Other directories that we will typically see are “root” and “home“. The “root” and “home” directories are home directories for users. The /root is the directory for the root administrative user. Don’t confuse /root with the root of the system (/). Inside of the “home” directory we will have all of the home folders for all of our users. By default users will only have read and write access to their own home directory.
Another folder that we will see is the “boot” directory, which contains everything that is required to boot the operating system. That includes the kernel and boot loader files.
Another folder which is required during the boot is”initrd“. It holds the initial RAM drive image.
Other directories which we will find are “media” and “mnt“. “media” and “mnt” are intended for removable media, like CD-ROM, DVD-ROM, Floppy, etc. When we insert DVD, the DVD would be mounted inside a “media” folder in a form of a folder. That way we simply navigate to the /media/dvdrom/ and we can access content on the DVD. Originally this was designed to be inside the “mnt” directory, but as of version 2.3 this is changed to “media”. “mnt” is still there and is used to hold mount points to other volumes or other temporary volumes.
Another directory that we have to know about is the “srv” directory. This folder can contain things related to, for example, FTP server or Web server, etc.
We also have a “var” folder which was designed for variable data, data that changes a lot. Inside of “var” we will find folders like log, cache, mail, spool, etc. Originally, ftp and www used to be inside of “var” folder.
Another important directory is the “tmp“, which is intended for temporary files. The operating system and applications write temporary files in that folder.
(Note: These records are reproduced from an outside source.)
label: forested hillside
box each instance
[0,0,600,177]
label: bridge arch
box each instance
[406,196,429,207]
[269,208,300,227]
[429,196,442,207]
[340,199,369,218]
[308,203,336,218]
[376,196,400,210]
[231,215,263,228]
Typically it is safe to delete files from that folder it they are not currently used by some application.
Another folder is “etc” which holds configuration files specific to the system.
We should also mention some special directories on our file system. These are different from those that we talked about until now. The first one is the “dev” directory which holds all of device files and special files like block files, character files, etc. We also have two more folders which are more virtual than real. They don’t exist in reality, they are not real files. They are dynamically generated and they report what is going on to the system. Those two folders are “proc” and “sys“. As you know, Linux sees everything as a file. This works in the same way. The “proc” contains real time system state and process state information. This includes information about CPU and memory usage. Because this folder contains real system state, we should be very careful when editing files inside that folder. If we don’t know what we are doing, we shouldn’t edit files inside of that folder.
The “sys” directory was added with kernel 2.6, and it shows more specific system information. “proc” folder contains more process specific information, while “sys” contains specific system information. Both of these folders are virtual, and they don’t actually exist in the real world.
Linux has unified filesystem. It has one root directory, and everything exists inside of it. We can mount volumes to empty directors inside of the unified file system. The file system has certain structure. That structure is determined by FHS or Filesystem Hierarchy Standard. Linux sees everything as a file. File system is case sensitive.